Le décor étudié, le confinement carcéral voire sépulcral, la lueur vacillante d’une bougie avare de lumière, le silence et l’isolement, d’autant plus pénibles qu’il entendra peut-être quelque bruit venant de l’extérieur où la vie continue, vous savez tout ça. Antichambre de la mort, qu’un crâne ne dément pas. La nuit et le tombeau. Mais aussi matrice d’où on le tirera aussi aveugle que s’il n’était pas encore né. Après une longue attente pendant laquelle les dieux se prononcent sur son sort.

Cette nuit aura-t-elle une fin ? « C’est la seconde fois qu’on me fait le coup. Que vont-ils me dire ? Suis-je enfin digne d’entrer ? » Enfin ! On l’a accepté. Mais ça continue : ramené sous escorte dans les parvis, on l’y déshabille, on le déchausse, on le fagote à le rendre ridicule. Il a connu l’arrachement, la séparation, une nuit et un brouillard de mots sortant d’une bouche inconnue, et le voilà dépouillé, de son or aussi, pour peut-être un ultime épouillement, avant cette fumée dans une Silésie où on l’a déporté, le Pitchipoï, ce Pays de Cocagne où partaient les marmots, qui bientôt ne seraient plus.

Revenons à notre rite plus sage. Le candidat doit traverser encore trois épreuves, dont la symbolique lui sera expliquée avant qu’il ne la fasse sienne.

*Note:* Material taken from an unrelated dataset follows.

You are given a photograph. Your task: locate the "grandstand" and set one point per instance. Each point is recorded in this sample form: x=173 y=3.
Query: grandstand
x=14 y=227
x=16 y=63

Tout dans le déroulement des voyages est fait pour causer stupeur et égarement, aliénation et perte de repères. Ont-ils assez raconté, plus tard, leurs émotions. Plus dures sont les épreuves, et plus il désire arriver au port, le λιμέν des grecs, où il sortira de ce mauvais rêve. « Ils sortent de la mort comme l’on sort d’un songe » disait Agrippa D’AUBIGNE des ressuscités. Puis le présent s’impose avec ses règles, ses nouveaux outils qui parfois menacent. Vient le moment où il est invité à rejoindre sa vie d’avant, en allant se rhabiller. Courte pause. Bientôt le bandeau lui est solennellement ôté. Les dangers sont écartés, et les glaives ne menacent plus. Le nouvel Adam approche.

Le passé est mort, c’est ce qu’on lui  enseigne à sa réception. Avec lui les possibles ennemis, qui ne sont donc pas parmi nous, aussi peut-il tendre la main sans réserve. Suit une scène mélodramatique, celle du miroir, que les FF\ attendent avec jubilation : « ton ennemi est peut-être  derrière toi ». Faut-il s’arrêter au sens évident ? Ou faudrait-il traduire que l’ennemi appartient à un passé révolu, « derrière toi » ? Loth fuyant la destruction de Gomorrhe, ne devait pas, se retourner. La ville brûlait dans la colère d’Adonaï, comme maintenant ce testament dans l’urne du V\M\, ce bout de papier porteur de son passé.

Dans cette première renaissance, flottent encore quelques ombres de la mort : comme si elle avait été intégrée à la vie nouvelle par les menaces qui planeraient sur le parjure, les supplices en étant les points d’orgue, et aussi par ce serment prêté sur « sa propre vie ». Le relaps n’est pas apprécié.

L’imposition du silence pendant le noviciat qu’est l’apprentissage du métier, n’est pas celui de l’éternel repos, car l’apprenti n’est pas « perinde ac cadaver », mais un silence fécond, même si parfois péniblement vécu, la sourde germination d’une éclosion printanière.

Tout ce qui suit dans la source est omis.